0

In GCS I have bucket XYZ, under that I have folder JM, under that I have files. For example:

XYZ/JM/file1.tar.gz,XYZ/JM/file2.tar.gz,XYZ/JM/file3.tar.gz,XYZ/JM/file4.tar.gz etc.

Using the code below I am able to list the files but its displaying the full path like:

JM/file1.tar.gz,JM/file2.tar.gz,JM/file3.tar.gz

Code:

from google.cloud import storage
storage_client = storage.Client.from_service_account_json()

BucketName="XYZ"
bucket=storage_client.get_bucket(BucketName)


filename=list(bucket.list_blobs(prefix="jm/"))
for name in filename:
       print(name.name)

Query: I want to list the files under folder JM. I don't want to display JM in the list, just display file ex: file1.tar.gz,file2.tar.gz

Daniel Ocando
  • 3,554
  • 2
  • 11
  • 19

1 Answers1

0

Everything in Cloud Storage is considered an object (even folders).
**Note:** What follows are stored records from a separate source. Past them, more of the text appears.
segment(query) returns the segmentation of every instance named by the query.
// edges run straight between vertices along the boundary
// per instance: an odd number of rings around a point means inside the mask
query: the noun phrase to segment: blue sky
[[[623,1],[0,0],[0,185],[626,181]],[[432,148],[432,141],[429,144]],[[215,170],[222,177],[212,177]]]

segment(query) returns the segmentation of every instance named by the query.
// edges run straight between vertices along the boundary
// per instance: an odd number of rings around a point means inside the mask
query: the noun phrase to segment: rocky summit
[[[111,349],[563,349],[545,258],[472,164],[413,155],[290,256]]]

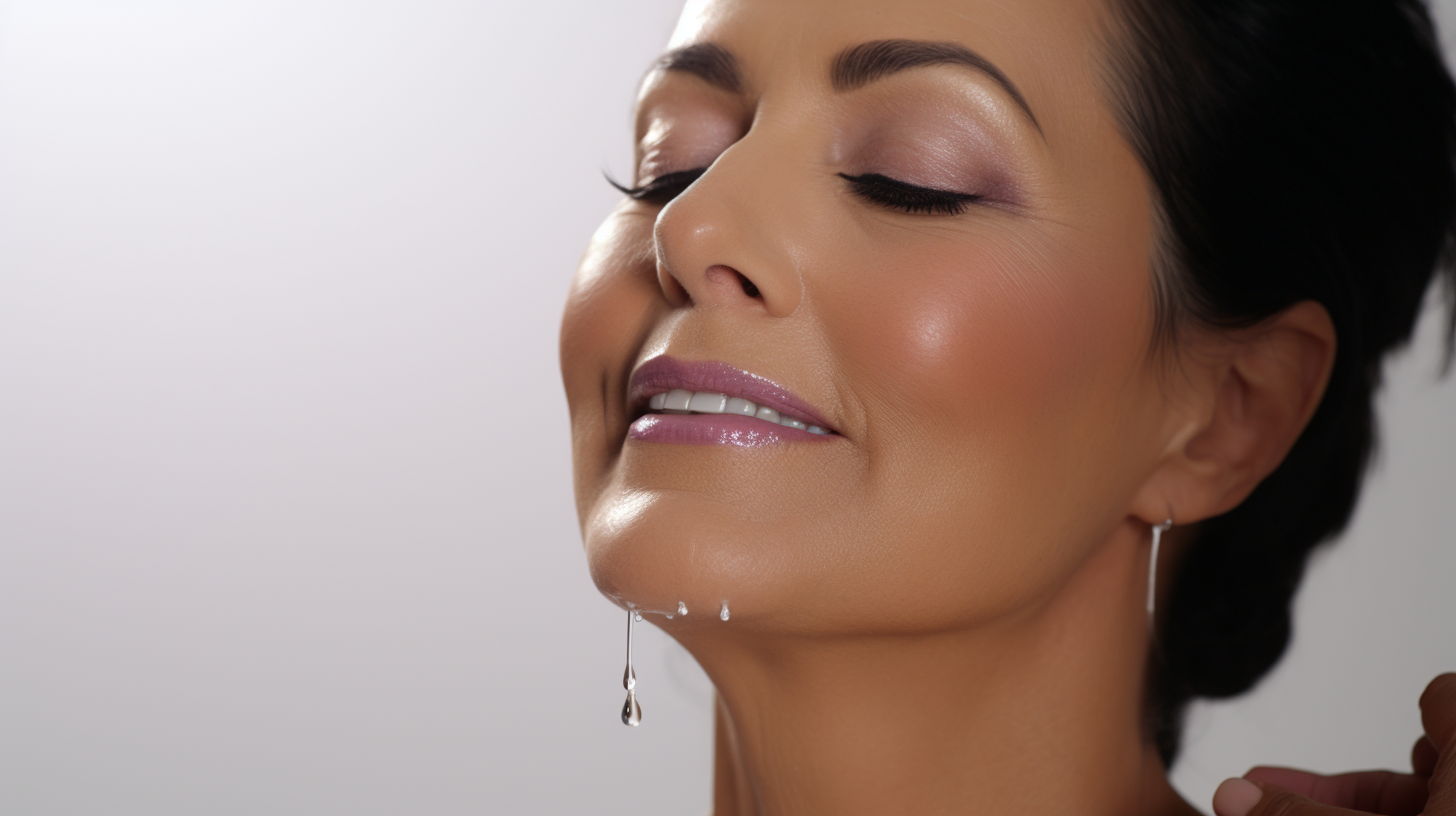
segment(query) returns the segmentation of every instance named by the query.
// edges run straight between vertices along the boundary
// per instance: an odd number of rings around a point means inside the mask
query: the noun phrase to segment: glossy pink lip
[[[646,407],[648,397],[674,388],[684,391],[713,391],[730,397],[742,397],[760,407],[772,408],[791,416],[806,425],[834,430],[823,415],[789,389],[773,380],[715,361],[689,362],[667,355],[653,357],[632,373],[627,398],[640,411]]]
[[[831,433],[811,434],[761,419],[730,414],[647,414],[632,423],[629,433],[633,438],[679,445],[737,447],[834,438],[833,428],[823,415],[788,389],[757,374],[714,361],[690,362],[663,355],[643,363],[633,372],[628,389],[633,412],[646,408],[647,400],[653,394],[674,388],[742,397],[807,425],[818,425]]]
[[[762,419],[731,414],[647,414],[627,429],[627,435],[643,442],[669,445],[727,445],[758,448],[782,442],[823,442],[838,439],[829,434],[811,434]]]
Notice that as stated on the documentation:

To the service, the object gs://your-bucket/abc/def.txt is just an object that happens to have "/" characters in its name. There is no "abc" directory; just a single object with the given name.
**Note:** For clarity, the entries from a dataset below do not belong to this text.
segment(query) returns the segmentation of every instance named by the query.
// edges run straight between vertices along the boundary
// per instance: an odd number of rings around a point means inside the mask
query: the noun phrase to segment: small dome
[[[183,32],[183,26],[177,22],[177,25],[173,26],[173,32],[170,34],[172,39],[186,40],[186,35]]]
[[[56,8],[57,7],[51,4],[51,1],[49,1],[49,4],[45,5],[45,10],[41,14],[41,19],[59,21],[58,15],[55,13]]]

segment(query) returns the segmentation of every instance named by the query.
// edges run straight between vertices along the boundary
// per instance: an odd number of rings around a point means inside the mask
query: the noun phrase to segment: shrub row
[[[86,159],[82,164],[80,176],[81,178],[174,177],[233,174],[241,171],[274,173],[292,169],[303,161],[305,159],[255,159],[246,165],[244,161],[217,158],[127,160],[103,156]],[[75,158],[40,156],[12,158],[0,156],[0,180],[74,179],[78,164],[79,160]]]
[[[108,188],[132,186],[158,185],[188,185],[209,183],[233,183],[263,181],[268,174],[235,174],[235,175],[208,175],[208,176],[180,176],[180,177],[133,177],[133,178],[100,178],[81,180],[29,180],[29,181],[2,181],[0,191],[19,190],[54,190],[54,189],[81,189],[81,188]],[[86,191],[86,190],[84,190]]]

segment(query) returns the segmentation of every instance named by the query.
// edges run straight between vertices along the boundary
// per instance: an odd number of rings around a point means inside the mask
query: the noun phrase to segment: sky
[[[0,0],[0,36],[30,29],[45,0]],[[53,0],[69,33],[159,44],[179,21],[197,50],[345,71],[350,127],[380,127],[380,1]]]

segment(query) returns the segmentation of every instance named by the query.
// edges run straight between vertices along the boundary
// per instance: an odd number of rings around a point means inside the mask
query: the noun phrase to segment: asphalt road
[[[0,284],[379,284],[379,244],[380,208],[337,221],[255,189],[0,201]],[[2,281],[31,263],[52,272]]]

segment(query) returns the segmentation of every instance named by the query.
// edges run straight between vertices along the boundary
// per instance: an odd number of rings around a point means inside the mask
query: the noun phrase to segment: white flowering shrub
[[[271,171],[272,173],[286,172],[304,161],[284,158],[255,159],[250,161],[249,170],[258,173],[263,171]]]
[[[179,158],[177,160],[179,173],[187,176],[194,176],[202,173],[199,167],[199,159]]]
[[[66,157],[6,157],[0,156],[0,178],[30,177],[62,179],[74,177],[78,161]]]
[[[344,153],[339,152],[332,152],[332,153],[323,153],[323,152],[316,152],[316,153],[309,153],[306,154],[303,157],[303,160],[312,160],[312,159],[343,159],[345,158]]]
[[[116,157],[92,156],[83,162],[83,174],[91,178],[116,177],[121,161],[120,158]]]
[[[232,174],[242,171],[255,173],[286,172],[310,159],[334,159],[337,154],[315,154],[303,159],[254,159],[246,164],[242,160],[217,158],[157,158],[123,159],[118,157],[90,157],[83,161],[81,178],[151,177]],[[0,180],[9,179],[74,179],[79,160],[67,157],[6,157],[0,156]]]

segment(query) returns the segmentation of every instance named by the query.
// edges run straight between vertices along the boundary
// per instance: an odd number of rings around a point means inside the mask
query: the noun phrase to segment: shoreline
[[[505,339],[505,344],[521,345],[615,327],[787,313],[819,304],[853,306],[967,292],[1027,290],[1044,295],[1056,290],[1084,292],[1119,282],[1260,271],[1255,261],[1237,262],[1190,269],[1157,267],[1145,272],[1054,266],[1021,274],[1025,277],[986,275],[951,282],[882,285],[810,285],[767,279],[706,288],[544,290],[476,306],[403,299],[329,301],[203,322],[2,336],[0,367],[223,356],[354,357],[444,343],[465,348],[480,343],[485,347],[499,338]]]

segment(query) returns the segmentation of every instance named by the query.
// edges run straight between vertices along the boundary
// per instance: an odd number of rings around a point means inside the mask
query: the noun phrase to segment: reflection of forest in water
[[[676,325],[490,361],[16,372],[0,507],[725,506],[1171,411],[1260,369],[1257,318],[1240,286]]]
and that is the reason why you receive the full object "path" which is actually the object's real name when using the list_blobs() method.

The prefix parameter of the list_blobs() method function you are using to filter the blobs should suffice to list the specific objects that you are looking for.

But afterwards you'd need to consider using a regex or a similar string splitting method by splitting with the '/' character to get just the portion of the blob's name that you consider relevant.

EDIT

I tested the following and it worked:

from google.cloud import storage
storage_client = storage.Client.from_service_account_json()

BucketName="XYZ"
bucket=storage_client.get_bucket(BucketName)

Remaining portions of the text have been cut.